The executors and administrators of a New York estate have a fiduciary responsibility to collect and protect estate assets. In the event these fiduciaries fail to act in a responsible manner, the administrator or executor’s malfeasance would constitute a breach of fiduciary duty.
When a situation arises where it appears a third party is withholding assets that belong to a decedent’s estate, it is the responsibility of the fiduciary to pursue the recovery of the property or the value thereof. Fortunately, the Surrogate’s Court Procedure Act provides a statutory procedure to obtain recovery of the property of an estate. The rules and procedures are contained in SCPA Section 2103 entitled “Proceeding by fiduciary to discover property withheld or obtain information.” This section of the law, along with SCPA Section 2104, entitled “Inquiry; trial and decree,” give the estate representatives broad discovery to ferret out information about possible estate assets and to prosecute a hearing or trial for return of the property. The New York Probate Lawyer Blog has discussed these discovery and turnover proceedings in many posts over the years.

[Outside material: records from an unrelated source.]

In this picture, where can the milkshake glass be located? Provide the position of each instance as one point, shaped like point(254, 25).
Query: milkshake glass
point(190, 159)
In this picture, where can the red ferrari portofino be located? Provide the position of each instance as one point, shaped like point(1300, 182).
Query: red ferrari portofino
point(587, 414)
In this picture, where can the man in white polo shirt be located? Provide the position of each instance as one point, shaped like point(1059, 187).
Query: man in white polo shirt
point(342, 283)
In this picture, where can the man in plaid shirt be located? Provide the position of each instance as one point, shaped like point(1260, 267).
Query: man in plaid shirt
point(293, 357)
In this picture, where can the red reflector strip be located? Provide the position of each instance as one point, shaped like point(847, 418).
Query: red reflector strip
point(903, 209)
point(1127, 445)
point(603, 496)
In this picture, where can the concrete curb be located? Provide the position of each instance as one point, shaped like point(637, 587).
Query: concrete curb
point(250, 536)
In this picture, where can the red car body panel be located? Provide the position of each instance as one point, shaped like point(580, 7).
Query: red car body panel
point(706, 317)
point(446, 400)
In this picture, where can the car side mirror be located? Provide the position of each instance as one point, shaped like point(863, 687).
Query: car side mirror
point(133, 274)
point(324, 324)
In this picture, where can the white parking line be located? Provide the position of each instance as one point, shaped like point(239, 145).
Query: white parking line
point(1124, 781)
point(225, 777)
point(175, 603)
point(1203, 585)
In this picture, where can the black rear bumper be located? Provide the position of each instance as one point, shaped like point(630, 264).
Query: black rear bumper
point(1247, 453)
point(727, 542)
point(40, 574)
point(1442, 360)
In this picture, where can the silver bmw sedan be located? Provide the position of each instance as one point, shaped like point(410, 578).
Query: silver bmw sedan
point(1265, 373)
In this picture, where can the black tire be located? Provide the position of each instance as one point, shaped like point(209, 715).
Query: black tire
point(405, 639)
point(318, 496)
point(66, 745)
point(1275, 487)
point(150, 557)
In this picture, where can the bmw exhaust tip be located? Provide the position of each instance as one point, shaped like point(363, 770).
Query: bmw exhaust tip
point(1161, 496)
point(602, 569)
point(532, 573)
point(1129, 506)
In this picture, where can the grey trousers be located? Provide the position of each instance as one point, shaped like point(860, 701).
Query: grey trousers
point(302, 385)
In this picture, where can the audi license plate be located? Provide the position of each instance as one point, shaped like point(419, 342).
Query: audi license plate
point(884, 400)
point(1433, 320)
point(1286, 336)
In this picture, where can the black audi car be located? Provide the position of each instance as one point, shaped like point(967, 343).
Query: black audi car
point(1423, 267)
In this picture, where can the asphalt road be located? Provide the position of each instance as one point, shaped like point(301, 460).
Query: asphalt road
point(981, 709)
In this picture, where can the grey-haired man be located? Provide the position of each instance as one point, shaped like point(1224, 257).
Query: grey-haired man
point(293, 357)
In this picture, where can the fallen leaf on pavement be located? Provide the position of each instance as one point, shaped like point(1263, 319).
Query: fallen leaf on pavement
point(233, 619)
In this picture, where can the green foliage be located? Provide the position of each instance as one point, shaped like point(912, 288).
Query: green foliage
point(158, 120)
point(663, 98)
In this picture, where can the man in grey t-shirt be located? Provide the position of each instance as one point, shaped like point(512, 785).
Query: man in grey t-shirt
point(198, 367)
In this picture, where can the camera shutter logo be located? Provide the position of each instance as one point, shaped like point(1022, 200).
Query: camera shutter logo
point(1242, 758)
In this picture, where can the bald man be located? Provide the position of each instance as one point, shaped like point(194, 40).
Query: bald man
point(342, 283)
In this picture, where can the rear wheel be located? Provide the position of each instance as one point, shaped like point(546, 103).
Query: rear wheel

The Surrogate’s Court routinely has these matters appear on the Court calendars. I have represented many clients in such proceedings. A recent Albany estate case provides yet another insight into such matters. In Matter of Mahoney, decided on August 8, 2018 by Albany Surrogate Stacy Petit, the executors of an estate sought to recover claimed estate assets including bank funds which the decedent had transferred to her long-time friend while she was still alive. An interesting part of the case was that the bank transfer occurred with telephone authorization by the decedent. While the executors argued that it was not common for the decedent to transfer funds by telephone authorization, the Court found that the overall evidence did not show such transaction would not have taken place. Particularly, it seems the friend needed the funds sent quickly to complete a purchase. After reviewing all of the facts, the Court rejected the executor’s claims and found that the bank funds were not assets of the decedent since they were properly transferred prior to her death.